Adallom tracks who accesses cloud-based services from within the company and provides an audit trail of their activities. It identifies privileged users accessing the systems, and can spot ‘zombie’ user accounts that have never accessed the system, highlighting these users as particularly risk ones to watch. It can also be used to manage and block access by particular groups of users.
The service also features some data protection measures. It includes data loss prevention integration to stop sensitive data being sent to cloud-based services, and encrypts data before it hits the cloud, enabling customers to manage their own encryption keys.
Encryption doesn’t appear to come out of the box, though. Adallom, which runs as a private cloud or SaaS-based solution, integrates with third-party encryption tools. Integration is a big part of its value proposition. The service is designed to integrate with companies’ existing security solutions, particularly security incident and event management (SIEM). This can be particularly useful to CIOs wanting a high level of cybersecurity by applying their own point solutions in a cloud-based context.
Microsoft signed a letter of intent to acquire Adallom in mid-July.

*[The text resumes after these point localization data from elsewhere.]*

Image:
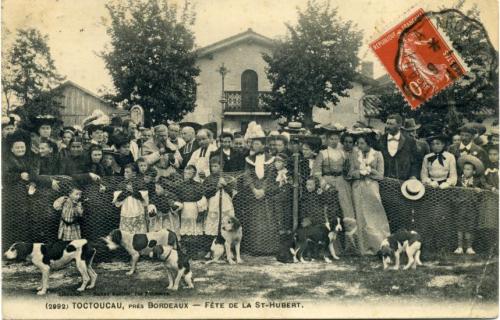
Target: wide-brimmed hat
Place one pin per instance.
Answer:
(410, 125)
(468, 158)
(478, 127)
(312, 141)
(196, 126)
(42, 120)
(438, 136)
(294, 127)
(413, 189)
(334, 128)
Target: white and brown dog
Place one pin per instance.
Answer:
(139, 244)
(320, 236)
(393, 246)
(230, 237)
(55, 256)
(176, 263)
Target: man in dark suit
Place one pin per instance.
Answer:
(467, 146)
(400, 162)
(189, 136)
(232, 160)
(399, 151)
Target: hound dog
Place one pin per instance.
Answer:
(393, 246)
(319, 235)
(140, 244)
(229, 238)
(55, 256)
(176, 261)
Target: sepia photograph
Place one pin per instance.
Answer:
(227, 159)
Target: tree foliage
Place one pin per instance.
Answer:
(29, 76)
(467, 97)
(152, 58)
(314, 65)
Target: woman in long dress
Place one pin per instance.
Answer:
(366, 169)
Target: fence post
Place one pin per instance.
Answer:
(295, 208)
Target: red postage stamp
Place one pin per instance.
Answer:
(418, 58)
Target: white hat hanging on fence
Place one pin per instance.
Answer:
(254, 131)
(413, 189)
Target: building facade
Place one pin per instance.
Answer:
(246, 83)
(78, 103)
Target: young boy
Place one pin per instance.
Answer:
(467, 203)
(490, 178)
(72, 212)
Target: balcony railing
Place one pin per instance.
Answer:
(236, 102)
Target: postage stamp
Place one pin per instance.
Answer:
(418, 58)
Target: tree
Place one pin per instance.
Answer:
(152, 58)
(477, 90)
(29, 76)
(314, 64)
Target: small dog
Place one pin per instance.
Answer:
(176, 262)
(320, 235)
(393, 246)
(230, 237)
(55, 256)
(140, 244)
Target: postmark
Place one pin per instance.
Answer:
(418, 58)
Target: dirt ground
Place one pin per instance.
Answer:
(457, 278)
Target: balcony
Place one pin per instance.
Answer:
(238, 104)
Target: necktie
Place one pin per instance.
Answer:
(259, 165)
(439, 156)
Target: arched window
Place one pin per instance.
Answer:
(249, 90)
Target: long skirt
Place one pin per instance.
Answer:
(373, 226)
(212, 222)
(189, 215)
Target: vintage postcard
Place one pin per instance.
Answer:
(168, 159)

With the acquisition, it gets into the same market as cloud security brokers like CipherCloud, Skyhigh Networks, and Elastica. The service will particularly interest CIOs worried about the shadow IT problem, Microsoft said in a statement:
“Adallom provides a complete solution for Shadow IT, from discovery and risk analysis to granular cloud control (including DLP policies and anomaly detection for sanctioned and unsanctioned apps),” it told IT World Canada.

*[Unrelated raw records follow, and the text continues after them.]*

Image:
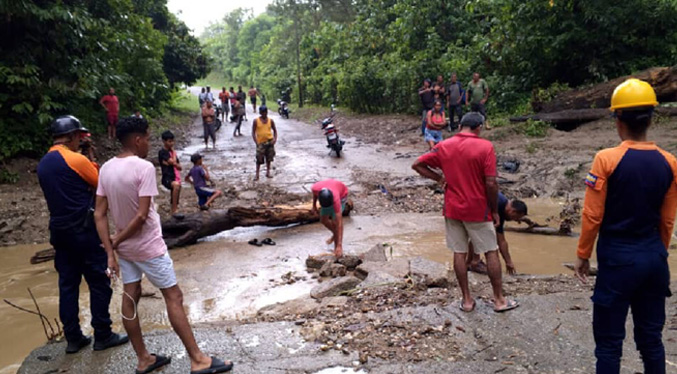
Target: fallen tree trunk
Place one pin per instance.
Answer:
(181, 232)
(663, 80)
(186, 231)
(573, 117)
(551, 231)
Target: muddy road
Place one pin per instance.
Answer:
(225, 280)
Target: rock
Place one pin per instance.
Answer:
(333, 270)
(334, 286)
(398, 268)
(378, 278)
(431, 273)
(335, 301)
(376, 254)
(316, 262)
(350, 261)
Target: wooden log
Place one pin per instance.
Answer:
(663, 79)
(574, 117)
(186, 231)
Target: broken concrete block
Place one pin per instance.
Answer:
(334, 286)
(377, 253)
(431, 273)
(333, 270)
(350, 261)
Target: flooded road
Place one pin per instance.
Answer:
(224, 278)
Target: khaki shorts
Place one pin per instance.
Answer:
(481, 234)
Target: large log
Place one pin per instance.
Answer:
(663, 79)
(572, 117)
(186, 231)
(190, 228)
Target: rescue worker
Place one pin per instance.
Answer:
(630, 204)
(69, 180)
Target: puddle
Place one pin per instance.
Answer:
(340, 370)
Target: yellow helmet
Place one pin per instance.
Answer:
(633, 93)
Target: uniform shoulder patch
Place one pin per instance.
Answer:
(591, 180)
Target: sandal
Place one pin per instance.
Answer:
(217, 366)
(160, 361)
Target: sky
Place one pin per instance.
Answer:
(198, 13)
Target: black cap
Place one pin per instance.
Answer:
(472, 120)
(195, 157)
(65, 125)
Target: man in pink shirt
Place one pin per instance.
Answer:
(468, 165)
(112, 105)
(333, 197)
(127, 186)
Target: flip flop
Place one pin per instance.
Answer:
(255, 242)
(160, 361)
(217, 366)
(268, 241)
(460, 306)
(512, 304)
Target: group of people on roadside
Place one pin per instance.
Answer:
(439, 98)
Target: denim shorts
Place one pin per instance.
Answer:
(433, 135)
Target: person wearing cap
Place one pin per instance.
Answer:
(264, 134)
(333, 197)
(198, 176)
(112, 105)
(69, 180)
(427, 96)
(629, 209)
(468, 165)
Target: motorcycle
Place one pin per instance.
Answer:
(334, 142)
(283, 109)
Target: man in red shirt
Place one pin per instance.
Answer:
(112, 106)
(333, 197)
(468, 165)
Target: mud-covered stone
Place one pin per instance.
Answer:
(334, 286)
(350, 261)
(377, 278)
(332, 270)
(377, 253)
(431, 273)
(316, 262)
(398, 268)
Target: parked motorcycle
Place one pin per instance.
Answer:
(283, 109)
(334, 142)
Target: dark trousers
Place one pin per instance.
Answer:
(80, 254)
(640, 283)
(455, 110)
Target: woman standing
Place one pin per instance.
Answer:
(435, 122)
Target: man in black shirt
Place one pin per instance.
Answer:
(508, 210)
(171, 169)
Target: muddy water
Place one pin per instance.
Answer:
(532, 254)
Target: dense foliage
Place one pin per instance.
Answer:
(60, 56)
(371, 55)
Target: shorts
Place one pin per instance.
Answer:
(209, 130)
(203, 194)
(433, 135)
(481, 234)
(265, 152)
(112, 119)
(330, 211)
(158, 270)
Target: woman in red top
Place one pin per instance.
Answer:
(435, 122)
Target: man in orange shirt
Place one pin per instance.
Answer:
(630, 205)
(112, 105)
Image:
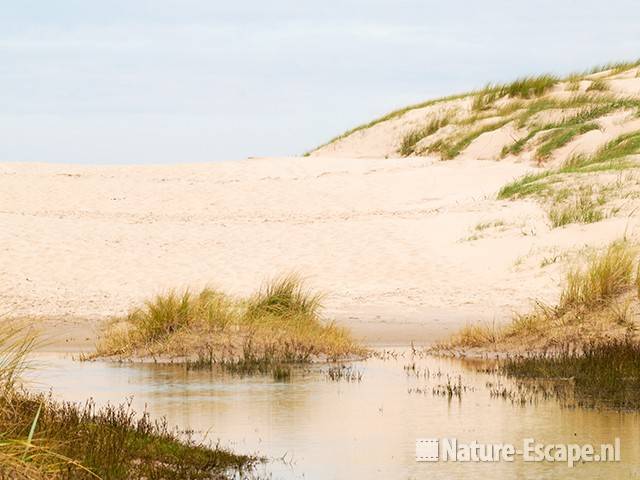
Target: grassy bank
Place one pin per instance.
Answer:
(43, 439)
(601, 374)
(599, 303)
(279, 324)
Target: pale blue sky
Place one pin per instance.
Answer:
(169, 81)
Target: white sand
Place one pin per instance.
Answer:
(386, 239)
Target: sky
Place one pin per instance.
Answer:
(182, 81)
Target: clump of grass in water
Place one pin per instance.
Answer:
(604, 373)
(279, 324)
(43, 439)
(589, 307)
(582, 210)
(411, 139)
(344, 372)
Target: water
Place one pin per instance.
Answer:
(315, 428)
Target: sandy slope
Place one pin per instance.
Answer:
(391, 241)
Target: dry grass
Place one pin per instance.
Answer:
(280, 323)
(41, 439)
(597, 303)
(583, 209)
(606, 277)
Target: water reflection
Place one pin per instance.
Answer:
(337, 429)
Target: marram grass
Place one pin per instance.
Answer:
(595, 304)
(41, 439)
(280, 323)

Adallom serves Office 365 with its product, which will naturally be of interest to Microsoft. The software giant has been expanding its security offerings around Office 365 of late, recently launching Advanced Threat Protection, an add-on to its Exchange Online cloud email service that expands its malware scanning capabilities.

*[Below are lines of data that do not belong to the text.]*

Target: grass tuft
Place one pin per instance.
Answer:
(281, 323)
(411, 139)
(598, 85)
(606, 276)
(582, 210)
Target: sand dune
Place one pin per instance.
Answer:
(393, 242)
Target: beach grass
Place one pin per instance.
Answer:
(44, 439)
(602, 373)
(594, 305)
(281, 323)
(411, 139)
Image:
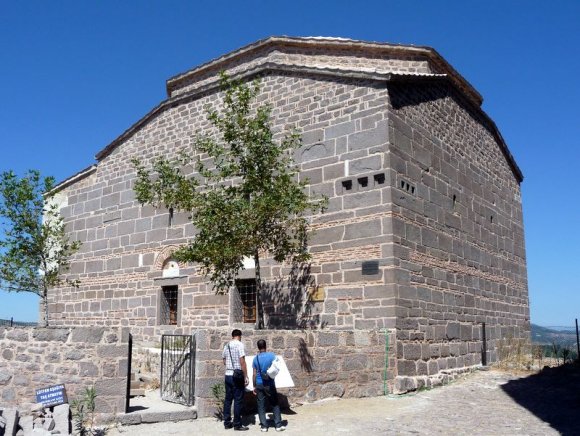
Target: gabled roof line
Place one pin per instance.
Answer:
(342, 43)
(259, 69)
(74, 178)
(342, 72)
(490, 123)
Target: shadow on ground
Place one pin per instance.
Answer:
(553, 395)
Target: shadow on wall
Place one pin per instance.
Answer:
(286, 303)
(553, 395)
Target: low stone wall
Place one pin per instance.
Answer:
(323, 364)
(33, 358)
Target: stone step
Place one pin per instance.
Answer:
(133, 418)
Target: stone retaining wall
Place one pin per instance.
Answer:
(323, 364)
(33, 358)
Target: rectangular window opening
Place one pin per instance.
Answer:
(346, 185)
(169, 305)
(247, 292)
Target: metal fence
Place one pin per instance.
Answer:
(178, 368)
(11, 323)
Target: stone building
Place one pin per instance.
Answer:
(423, 235)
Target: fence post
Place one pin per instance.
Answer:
(484, 346)
(577, 341)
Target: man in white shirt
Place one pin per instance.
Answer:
(233, 356)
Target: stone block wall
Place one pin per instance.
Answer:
(124, 245)
(419, 183)
(33, 358)
(323, 364)
(457, 232)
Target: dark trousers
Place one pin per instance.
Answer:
(271, 394)
(235, 394)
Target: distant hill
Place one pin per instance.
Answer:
(547, 335)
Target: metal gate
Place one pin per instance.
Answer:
(178, 368)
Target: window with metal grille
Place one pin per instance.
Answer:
(247, 291)
(169, 305)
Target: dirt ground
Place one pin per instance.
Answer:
(482, 403)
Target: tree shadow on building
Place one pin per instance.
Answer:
(553, 395)
(287, 304)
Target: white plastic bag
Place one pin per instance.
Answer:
(274, 368)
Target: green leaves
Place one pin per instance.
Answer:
(34, 247)
(247, 200)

Microsoft will continue to offer the Adallom service as-is for now, and hasn’t made any announcements about tighter integrations with Office 365, or rebranding. It will also continue to offer Adallom’s support for other cloud-based services.
These other services include Salesforce, IT service management platform ServiceNow, Google Apps, file syncing services Box and Dropbox, and business commerce service Ariba. Also on the list are SaaS collaboration solutions Jive and Yammer, and Amazon Web Services.
What isn’t yet clear is how comfortable customers will be buying cloud security services owned by a company that offers competitive business application services. Microsoft competes in several of these areas with its Azure-backed, cloud-based business SaaS solutions, and experts have suggested that Azure itself trails Amazon Web Services in the cloud infrastructure as a service marketplace.